Special needs parenting

Understanding the relationship between sensory processing disorder and autism spectrum disorder

Sensory processing disorder (SPD) and autism spectrum disorder (ASD) are two developmental disorders that share many similarities. Both conditions can affect how individuals perceive and respond to sensory information, leading to overstimulation, hypersensitivity, communication difficulties, and social interaction challenges. However, while the two conditions are related, they are not the same thing. In this blog post, we will explore the relationship between SPD and ASD in more detail.

What is Sensory Processing Disorder?

Sensory processing disorder is a condition where the brain has difficulty receiving and responding to information from the senses. This can lead to overstimulation or under-stimulation of certain senses, resulting in a range of symptoms such as:

  • Hypersensitivity to certain sounds, textures, or smells
  • Difficulty filtering out background noise or distractions
  • Unusual reactions to sensory input such as spinning or rocking
  • Delayed response to stimuli

These symptoms can have a significant impact on an individual’s daily life, making it challenging to participate in everyday activities such as going to school or work.
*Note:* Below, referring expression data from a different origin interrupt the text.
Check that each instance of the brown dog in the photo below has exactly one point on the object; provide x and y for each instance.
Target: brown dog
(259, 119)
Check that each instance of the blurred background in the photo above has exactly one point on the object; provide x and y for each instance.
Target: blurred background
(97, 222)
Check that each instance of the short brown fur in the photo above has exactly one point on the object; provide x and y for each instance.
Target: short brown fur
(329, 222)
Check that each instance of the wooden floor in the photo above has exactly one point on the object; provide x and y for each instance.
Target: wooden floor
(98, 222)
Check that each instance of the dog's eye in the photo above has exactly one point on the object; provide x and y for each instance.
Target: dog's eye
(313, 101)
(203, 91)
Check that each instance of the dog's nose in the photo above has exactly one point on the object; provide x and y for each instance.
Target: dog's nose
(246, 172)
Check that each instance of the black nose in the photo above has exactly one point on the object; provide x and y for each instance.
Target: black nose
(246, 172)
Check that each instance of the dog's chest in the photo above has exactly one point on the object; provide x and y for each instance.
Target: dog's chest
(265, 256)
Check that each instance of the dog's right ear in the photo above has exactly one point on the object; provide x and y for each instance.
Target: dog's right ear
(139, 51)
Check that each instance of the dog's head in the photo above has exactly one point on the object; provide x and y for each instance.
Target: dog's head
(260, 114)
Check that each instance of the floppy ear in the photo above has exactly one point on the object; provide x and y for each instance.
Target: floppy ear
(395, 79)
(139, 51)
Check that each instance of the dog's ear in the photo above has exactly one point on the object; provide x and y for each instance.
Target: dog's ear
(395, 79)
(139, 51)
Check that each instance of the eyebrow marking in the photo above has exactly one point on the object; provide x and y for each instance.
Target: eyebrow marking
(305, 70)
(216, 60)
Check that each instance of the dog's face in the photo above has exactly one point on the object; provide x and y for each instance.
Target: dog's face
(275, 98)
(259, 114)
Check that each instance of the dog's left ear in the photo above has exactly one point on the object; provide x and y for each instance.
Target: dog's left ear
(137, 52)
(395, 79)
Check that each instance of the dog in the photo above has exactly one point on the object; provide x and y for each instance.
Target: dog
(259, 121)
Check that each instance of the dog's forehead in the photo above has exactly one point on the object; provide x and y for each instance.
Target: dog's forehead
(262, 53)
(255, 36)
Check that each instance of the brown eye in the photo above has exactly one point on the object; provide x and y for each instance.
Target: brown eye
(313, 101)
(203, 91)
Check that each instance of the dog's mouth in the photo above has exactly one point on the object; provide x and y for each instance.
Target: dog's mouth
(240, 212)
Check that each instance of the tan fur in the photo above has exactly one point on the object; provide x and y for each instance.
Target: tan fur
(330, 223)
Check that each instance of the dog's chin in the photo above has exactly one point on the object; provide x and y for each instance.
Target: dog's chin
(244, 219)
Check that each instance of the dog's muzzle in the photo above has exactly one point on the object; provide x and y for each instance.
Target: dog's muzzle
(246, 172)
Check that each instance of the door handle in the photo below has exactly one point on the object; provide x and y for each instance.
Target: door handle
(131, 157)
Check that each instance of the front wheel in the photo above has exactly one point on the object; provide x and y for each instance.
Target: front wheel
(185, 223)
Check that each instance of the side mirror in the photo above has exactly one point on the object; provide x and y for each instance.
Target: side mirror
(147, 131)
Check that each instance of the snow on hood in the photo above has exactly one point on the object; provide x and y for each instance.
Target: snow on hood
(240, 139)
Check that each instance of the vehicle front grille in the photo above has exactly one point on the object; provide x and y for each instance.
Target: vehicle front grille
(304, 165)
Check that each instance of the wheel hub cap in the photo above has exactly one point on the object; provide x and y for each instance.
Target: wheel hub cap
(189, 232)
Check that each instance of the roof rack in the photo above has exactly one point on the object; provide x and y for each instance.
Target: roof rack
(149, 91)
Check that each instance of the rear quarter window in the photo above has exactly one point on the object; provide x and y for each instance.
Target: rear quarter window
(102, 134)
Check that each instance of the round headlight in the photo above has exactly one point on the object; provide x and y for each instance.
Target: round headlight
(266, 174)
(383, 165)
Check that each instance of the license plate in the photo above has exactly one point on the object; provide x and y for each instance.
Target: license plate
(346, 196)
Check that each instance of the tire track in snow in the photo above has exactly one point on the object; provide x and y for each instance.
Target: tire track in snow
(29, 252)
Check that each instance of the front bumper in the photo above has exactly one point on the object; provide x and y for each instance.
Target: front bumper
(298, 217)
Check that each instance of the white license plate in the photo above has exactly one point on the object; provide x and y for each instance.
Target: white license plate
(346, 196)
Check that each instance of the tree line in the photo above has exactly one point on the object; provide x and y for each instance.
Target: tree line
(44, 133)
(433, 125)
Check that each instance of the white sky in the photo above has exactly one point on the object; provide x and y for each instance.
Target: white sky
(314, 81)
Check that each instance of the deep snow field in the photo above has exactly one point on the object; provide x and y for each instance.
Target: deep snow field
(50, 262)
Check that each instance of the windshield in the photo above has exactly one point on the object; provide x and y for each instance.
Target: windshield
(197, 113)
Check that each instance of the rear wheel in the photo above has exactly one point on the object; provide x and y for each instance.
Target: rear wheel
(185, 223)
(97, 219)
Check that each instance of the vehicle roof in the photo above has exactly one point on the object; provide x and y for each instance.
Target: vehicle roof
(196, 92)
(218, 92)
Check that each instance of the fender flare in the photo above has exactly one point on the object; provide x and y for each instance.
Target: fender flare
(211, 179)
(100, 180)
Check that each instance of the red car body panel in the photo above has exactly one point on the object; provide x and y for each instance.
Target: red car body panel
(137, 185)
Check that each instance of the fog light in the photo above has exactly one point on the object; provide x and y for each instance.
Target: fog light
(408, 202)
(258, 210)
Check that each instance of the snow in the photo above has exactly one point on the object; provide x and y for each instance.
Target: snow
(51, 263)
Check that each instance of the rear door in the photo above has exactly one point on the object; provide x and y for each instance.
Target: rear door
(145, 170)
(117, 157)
What is Autism Spectrum Disorder?

Autism spectrum disorder is a neurodevelopmental disorder that affects communication, social interaction, and behavior. Individuals with ASD may have difficulty with:

  • Nonverbal communication such as eye contact or facial expressions
  • Maintaining conversations
  • Making friends or understanding social cues
  • Repetitive behaviors or routines

The severity of these symptoms can vary widely among individuals with ASD. Some may have mild symptoms while others may have more severe symptoms that require significant support.

The Relationship Between Sensory Processing Disorder and Autism Spectrum Disorder

SPD and ASD are related conditions, but they are not the same thing. Research has shown that up to 80% of individuals with ASD may also have sensory processing challenges. However, not all individuals with SPD have ASD.

One way to understand the relationship between SPD and ASD is to think of them as two overlapping circles. The area where the circles overlap represents the shared symptoms between the two conditions, such as hypersensitivity to certain stimuli or difficulty with social interaction. However, there are also unique symptoms associated with each condition that do not overlap.

For example, a child with SPD may have difficulty with sensory input such as loud noises or bright lights. They may also struggle with motor skills such as balance or coordination. A child with ASD may have similar sensory challenges but may also exhibit repetitive behaviors or struggles with communication that are not related to sensory processing.

Challenges Associated With SPD and ASD

SPD and ASD can present many challenges for individuals and their families. These challenges can include:

  • Difficulty participating in everyday activities
  • Sensory overload or shutdowns
  • Anxiety or stress related to sensory input
  • Difficulty forming relationships or making friends
  • Misunderstanding social cues or nonverbal communication
  • Mental health concerns such as depression or anxiety

The impact of these challenges can be significant, affecting an individual’s quality of life and overall well-being.

Treatments for SPD and ASD

There is no one-size-fits-all approach to treating SPD and ASD. However, there are many evidence-based treatments available that can help individuals manage their symptoms and improve their quality of life.

Behavioral therapy is often recommended for individuals with SPD or ASD. This type of therapy focuses on teaching individuals new skills and behaviors to help them cope with sensory challenges or social situations. Occupational therapy may also be beneficial for individuals with SPD, as it can help them develop strategies to manage sensory input and improve their motor skills.

Other treatments that may be recommended include medication, speech therapy, or social skills training.

Practical Tips for Parents and Caregivers

If you are a parent or caregiver of a child with SPD or ASD, there are many practical tips you can use to help them manage their symptoms:

  • Create a sensory-friendly environment at home by minimizing loud noises, bright lights, or other triggering stimuli
  • Develop routines and schedules to provide structure and predictability
  • Use visual aids such as pictures or schedules to help with communication
  • Encourage physical activity to improve motor skills
  • Teach coping strategies such as deep breathing or mindfulness


Sensory processing disorder and autism spectrum disorder are related conditions that can present many challenges for individuals and their families. While the two conditions share many symptoms, they are not the same thing. Understanding the relationship between SPD and ASD is essential for receiving an accurate diagnosis and developing an effective treatment plan. With the right support and resources, individuals with SPD or ASD can learn to manage their symptoms and live fulfilling lives.